Ideal campus mobility
This diagram illustrates ideal mobility on a typical campus. At the heart of the campus is a pedestrian zone with transit access. Nearby is auto parking and bicycle facilities. Connecting the main campus with the satellite is a bike path. Autos are limited to peripheral roads and may not cross the campus.
Diagraming the way in which a corridor passes through various contexts helps to explain the various designs necessary along the corridor. This example is from the Manchester Road Great Streets Master Plan in St Louis MO.
Street design tree
The design tree is a technique from the Chicago Complete Streets guide that we “borrowed” from the 2006 German Street Design Manual (Richtlinien für die Anlage von Stadtstraßen) to articulate how to choose a cross-section based on a set of discrete inputs: ROW width, priority, context, and characteristics.
District street network
In preparing the street network for the Qunli District, a new 300,000 person mixed use area in Harbin (China), we focused on orienting the streets to maximize sun exposure, minimize wind, provide the quickest route to the transit stations, weave a network of parks and trails, and create interesting view corridors.

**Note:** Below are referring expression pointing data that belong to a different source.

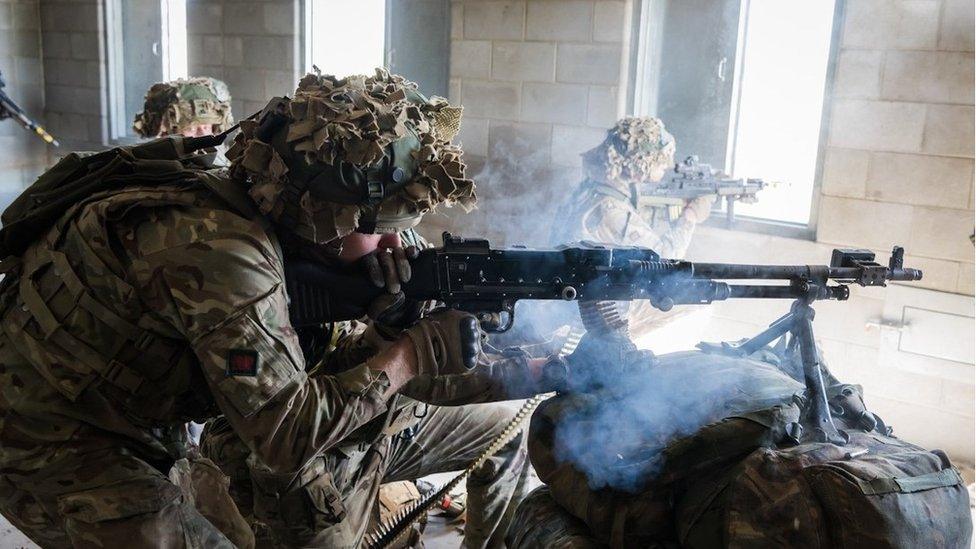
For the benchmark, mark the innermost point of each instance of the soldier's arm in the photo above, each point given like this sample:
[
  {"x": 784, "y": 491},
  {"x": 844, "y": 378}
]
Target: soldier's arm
[{"x": 224, "y": 292}]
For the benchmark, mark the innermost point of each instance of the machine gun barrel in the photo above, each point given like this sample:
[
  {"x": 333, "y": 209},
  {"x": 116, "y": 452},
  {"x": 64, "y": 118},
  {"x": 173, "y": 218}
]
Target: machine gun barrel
[
  {"x": 9, "y": 108},
  {"x": 469, "y": 275}
]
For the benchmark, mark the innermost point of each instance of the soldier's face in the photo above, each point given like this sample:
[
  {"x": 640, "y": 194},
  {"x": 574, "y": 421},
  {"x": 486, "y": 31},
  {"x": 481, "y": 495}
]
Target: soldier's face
[
  {"x": 658, "y": 173},
  {"x": 357, "y": 245}
]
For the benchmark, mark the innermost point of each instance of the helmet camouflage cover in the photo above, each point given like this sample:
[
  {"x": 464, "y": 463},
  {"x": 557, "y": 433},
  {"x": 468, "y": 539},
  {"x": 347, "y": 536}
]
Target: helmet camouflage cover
[
  {"x": 634, "y": 148},
  {"x": 171, "y": 107},
  {"x": 359, "y": 153}
]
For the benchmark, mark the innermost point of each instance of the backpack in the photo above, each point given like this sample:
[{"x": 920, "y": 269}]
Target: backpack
[
  {"x": 78, "y": 176},
  {"x": 742, "y": 478}
]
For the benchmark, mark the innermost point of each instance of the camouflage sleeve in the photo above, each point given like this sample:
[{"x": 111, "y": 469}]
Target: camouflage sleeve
[
  {"x": 490, "y": 381},
  {"x": 222, "y": 288}
]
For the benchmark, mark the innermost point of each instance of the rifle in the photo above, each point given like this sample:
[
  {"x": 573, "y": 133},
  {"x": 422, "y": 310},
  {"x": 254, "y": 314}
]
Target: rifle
[
  {"x": 691, "y": 179},
  {"x": 467, "y": 274},
  {"x": 10, "y": 109}
]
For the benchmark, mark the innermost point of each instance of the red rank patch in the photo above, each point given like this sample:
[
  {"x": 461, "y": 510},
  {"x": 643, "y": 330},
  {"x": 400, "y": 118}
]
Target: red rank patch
[{"x": 242, "y": 362}]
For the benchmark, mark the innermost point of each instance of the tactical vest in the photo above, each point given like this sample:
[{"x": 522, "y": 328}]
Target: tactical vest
[{"x": 68, "y": 310}]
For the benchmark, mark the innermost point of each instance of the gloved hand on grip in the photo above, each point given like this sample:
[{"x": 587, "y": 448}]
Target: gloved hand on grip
[
  {"x": 446, "y": 342},
  {"x": 391, "y": 313},
  {"x": 389, "y": 267}
]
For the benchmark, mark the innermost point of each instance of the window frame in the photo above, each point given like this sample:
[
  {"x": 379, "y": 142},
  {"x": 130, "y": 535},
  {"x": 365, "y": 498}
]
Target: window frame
[
  {"x": 642, "y": 96},
  {"x": 118, "y": 124}
]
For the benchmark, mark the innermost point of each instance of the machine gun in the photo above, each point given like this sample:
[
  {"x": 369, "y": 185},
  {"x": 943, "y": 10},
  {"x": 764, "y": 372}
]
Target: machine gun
[
  {"x": 467, "y": 274},
  {"x": 10, "y": 109},
  {"x": 691, "y": 179}
]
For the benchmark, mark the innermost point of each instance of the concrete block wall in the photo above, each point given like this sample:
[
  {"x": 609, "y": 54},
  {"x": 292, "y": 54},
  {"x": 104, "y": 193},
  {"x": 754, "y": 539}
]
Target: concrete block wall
[
  {"x": 899, "y": 161},
  {"x": 898, "y": 169},
  {"x": 252, "y": 46},
  {"x": 22, "y": 155},
  {"x": 540, "y": 81},
  {"x": 74, "y": 61}
]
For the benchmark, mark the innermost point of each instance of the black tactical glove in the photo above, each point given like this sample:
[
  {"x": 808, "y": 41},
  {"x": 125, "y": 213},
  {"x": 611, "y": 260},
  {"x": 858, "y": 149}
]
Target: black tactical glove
[
  {"x": 391, "y": 312},
  {"x": 389, "y": 267},
  {"x": 447, "y": 342}
]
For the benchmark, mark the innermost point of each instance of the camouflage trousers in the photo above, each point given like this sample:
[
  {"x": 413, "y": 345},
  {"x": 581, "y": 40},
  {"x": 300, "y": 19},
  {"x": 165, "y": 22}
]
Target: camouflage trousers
[
  {"x": 540, "y": 522},
  {"x": 66, "y": 483},
  {"x": 333, "y": 501}
]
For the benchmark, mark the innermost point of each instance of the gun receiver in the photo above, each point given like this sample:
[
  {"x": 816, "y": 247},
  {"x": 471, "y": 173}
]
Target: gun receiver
[
  {"x": 691, "y": 179},
  {"x": 10, "y": 109},
  {"x": 469, "y": 275}
]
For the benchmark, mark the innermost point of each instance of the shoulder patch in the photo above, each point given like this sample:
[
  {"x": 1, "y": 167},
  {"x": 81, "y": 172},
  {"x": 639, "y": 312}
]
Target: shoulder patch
[{"x": 242, "y": 362}]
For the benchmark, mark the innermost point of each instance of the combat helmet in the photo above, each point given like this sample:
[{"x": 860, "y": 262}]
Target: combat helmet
[
  {"x": 633, "y": 150},
  {"x": 171, "y": 107},
  {"x": 363, "y": 153}
]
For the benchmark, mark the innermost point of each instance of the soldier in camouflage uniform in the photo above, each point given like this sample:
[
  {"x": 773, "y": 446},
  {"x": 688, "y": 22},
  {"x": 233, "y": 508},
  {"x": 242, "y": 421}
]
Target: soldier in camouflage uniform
[
  {"x": 159, "y": 298},
  {"x": 191, "y": 107},
  {"x": 637, "y": 151}
]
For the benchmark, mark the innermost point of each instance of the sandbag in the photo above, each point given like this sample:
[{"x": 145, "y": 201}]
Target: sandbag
[
  {"x": 876, "y": 491},
  {"x": 616, "y": 459}
]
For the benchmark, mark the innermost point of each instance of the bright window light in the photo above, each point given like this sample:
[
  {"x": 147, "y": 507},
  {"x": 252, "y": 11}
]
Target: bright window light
[
  {"x": 174, "y": 39},
  {"x": 346, "y": 36},
  {"x": 777, "y": 137}
]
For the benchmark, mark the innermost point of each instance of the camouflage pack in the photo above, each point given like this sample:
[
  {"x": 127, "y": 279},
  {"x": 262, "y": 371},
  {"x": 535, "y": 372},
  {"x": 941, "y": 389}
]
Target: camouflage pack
[{"x": 746, "y": 477}]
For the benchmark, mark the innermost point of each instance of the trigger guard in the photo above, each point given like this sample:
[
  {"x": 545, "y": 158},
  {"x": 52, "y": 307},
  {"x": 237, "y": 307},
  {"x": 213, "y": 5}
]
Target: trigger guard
[{"x": 492, "y": 322}]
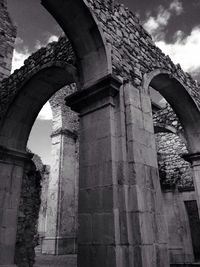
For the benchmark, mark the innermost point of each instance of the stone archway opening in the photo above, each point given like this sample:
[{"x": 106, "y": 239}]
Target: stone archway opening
[
  {"x": 176, "y": 129},
  {"x": 57, "y": 223}
]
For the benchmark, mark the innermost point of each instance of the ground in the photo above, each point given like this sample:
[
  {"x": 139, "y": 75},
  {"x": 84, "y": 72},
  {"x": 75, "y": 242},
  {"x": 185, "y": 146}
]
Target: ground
[{"x": 55, "y": 261}]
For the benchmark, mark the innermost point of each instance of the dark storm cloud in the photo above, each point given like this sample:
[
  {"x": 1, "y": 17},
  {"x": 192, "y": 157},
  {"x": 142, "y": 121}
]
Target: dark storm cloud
[
  {"x": 185, "y": 22},
  {"x": 33, "y": 23}
]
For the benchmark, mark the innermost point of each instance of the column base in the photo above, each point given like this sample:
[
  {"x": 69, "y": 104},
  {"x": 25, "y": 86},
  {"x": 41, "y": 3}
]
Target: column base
[{"x": 59, "y": 245}]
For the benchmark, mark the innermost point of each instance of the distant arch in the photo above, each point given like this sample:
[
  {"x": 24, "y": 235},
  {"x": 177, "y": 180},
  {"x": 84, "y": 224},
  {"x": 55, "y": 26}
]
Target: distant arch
[
  {"x": 81, "y": 27},
  {"x": 180, "y": 100},
  {"x": 27, "y": 103}
]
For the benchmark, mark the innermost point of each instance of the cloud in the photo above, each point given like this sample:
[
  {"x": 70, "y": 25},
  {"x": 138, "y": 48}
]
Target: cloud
[
  {"x": 18, "y": 59},
  {"x": 45, "y": 113},
  {"x": 156, "y": 25},
  {"x": 177, "y": 7},
  {"x": 184, "y": 50}
]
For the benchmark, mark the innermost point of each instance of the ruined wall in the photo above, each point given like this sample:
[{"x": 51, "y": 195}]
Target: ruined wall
[
  {"x": 179, "y": 234},
  {"x": 7, "y": 40},
  {"x": 133, "y": 53},
  {"x": 173, "y": 169},
  {"x": 32, "y": 205},
  {"x": 43, "y": 206}
]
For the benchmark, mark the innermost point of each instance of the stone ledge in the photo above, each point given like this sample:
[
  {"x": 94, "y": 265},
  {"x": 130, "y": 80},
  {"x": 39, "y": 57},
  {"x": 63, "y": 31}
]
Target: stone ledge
[{"x": 105, "y": 87}]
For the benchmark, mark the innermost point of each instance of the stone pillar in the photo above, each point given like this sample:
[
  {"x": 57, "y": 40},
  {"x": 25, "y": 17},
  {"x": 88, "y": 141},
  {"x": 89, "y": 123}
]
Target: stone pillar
[
  {"x": 99, "y": 218},
  {"x": 194, "y": 160},
  {"x": 12, "y": 165},
  {"x": 61, "y": 220},
  {"x": 147, "y": 228},
  {"x": 120, "y": 216}
]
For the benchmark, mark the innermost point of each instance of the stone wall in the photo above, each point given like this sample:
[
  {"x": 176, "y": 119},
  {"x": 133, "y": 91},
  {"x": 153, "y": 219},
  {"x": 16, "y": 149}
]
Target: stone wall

District street network detail
This diagram shows detail of the Qunli District street network plan. All modes are shown, where they intersect, how they cross plazas and parks, and other details. The idea is to expand on the simplistic street map.
Intersection flow diagram
This diagram from the NACTO USDG articulates all the potential movements at a particular intersection. Blue is walking, green cycling, purple transit, and orange driving. Note that the routes, especially those of people walking, are not necessarily always “standard”.
Street classification map
Street classification map from the New Orleans LA Downtown Mobility Plan. It breaks free of the traditional arterial-collector-local orthodoxy, instead opting for Travel Streets, Community Streets, and Living Streets.
Volume per lane
This is a technique we use to illustrate congestion on a roadway. Typically the total volume (average daily traffic, ADT) is shown on a map of a street. While this is fine at a macro-level, to really understand the amount of traffic on a street, one needs to divide total volume by number of lanes. This is a classic case of providing a denominator for a numerator.
In this example from Philadelphia PA, the main section of the parkway has 6 lanes, while the on-ramp to the highway only has 1. The latter is shown in brown as it is more “congested”.

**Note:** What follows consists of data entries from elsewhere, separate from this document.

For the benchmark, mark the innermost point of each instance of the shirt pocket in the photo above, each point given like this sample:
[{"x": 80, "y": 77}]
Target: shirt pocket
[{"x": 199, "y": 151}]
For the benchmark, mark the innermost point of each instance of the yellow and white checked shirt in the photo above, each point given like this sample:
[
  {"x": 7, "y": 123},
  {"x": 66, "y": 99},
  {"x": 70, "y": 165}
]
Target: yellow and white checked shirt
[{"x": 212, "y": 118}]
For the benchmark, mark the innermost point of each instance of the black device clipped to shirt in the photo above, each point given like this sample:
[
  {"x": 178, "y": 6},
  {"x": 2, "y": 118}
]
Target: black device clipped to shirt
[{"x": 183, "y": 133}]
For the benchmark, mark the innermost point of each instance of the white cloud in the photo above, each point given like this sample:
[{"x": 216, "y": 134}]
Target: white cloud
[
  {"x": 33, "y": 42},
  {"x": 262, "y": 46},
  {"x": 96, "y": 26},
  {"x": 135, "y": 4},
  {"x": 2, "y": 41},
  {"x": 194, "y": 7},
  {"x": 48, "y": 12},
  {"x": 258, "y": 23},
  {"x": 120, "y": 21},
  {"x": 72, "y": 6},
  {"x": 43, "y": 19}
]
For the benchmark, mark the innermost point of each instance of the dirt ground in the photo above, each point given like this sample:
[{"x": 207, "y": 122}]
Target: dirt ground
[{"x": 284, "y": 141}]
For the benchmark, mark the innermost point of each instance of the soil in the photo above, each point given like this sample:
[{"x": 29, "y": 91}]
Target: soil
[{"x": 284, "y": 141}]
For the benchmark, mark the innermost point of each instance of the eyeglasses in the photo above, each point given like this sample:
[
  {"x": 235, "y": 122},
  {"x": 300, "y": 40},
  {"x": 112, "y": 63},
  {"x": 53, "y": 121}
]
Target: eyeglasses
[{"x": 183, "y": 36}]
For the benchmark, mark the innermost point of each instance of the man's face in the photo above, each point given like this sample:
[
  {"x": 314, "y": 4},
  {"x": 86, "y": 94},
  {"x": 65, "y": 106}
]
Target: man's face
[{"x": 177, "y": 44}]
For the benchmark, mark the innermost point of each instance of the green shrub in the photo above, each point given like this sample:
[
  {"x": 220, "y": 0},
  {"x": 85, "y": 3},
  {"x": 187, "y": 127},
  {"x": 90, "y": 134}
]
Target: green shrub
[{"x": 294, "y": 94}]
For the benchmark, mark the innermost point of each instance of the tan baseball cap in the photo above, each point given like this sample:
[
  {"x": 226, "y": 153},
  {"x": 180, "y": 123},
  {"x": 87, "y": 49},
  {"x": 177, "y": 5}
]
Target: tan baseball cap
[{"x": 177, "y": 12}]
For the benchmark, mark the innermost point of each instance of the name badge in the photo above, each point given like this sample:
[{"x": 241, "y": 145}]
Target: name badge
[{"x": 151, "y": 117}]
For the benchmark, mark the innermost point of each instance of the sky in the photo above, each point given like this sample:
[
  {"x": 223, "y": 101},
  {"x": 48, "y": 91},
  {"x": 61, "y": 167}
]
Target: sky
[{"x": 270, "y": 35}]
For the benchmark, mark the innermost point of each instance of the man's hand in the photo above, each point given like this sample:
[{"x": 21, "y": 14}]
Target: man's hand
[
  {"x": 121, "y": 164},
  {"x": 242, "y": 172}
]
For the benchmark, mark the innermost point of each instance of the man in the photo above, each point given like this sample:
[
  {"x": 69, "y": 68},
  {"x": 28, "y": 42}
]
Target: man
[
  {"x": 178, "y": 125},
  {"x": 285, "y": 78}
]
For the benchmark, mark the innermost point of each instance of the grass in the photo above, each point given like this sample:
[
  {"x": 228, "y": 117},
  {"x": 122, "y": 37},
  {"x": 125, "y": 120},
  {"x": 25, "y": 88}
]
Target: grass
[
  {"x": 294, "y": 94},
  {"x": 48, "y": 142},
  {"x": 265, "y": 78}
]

We use this to help practitioners and the public understand traffic.
Realistic five minute catchment area
The most universal way to describe a catchment area is time - how far you can get in xx minutes. In this example from Trenton NJ, the streets shown in yellow are those that can be reached in five minutes. The distances are not all the same, as one has to wait for traffic signals, or has to go around a large block.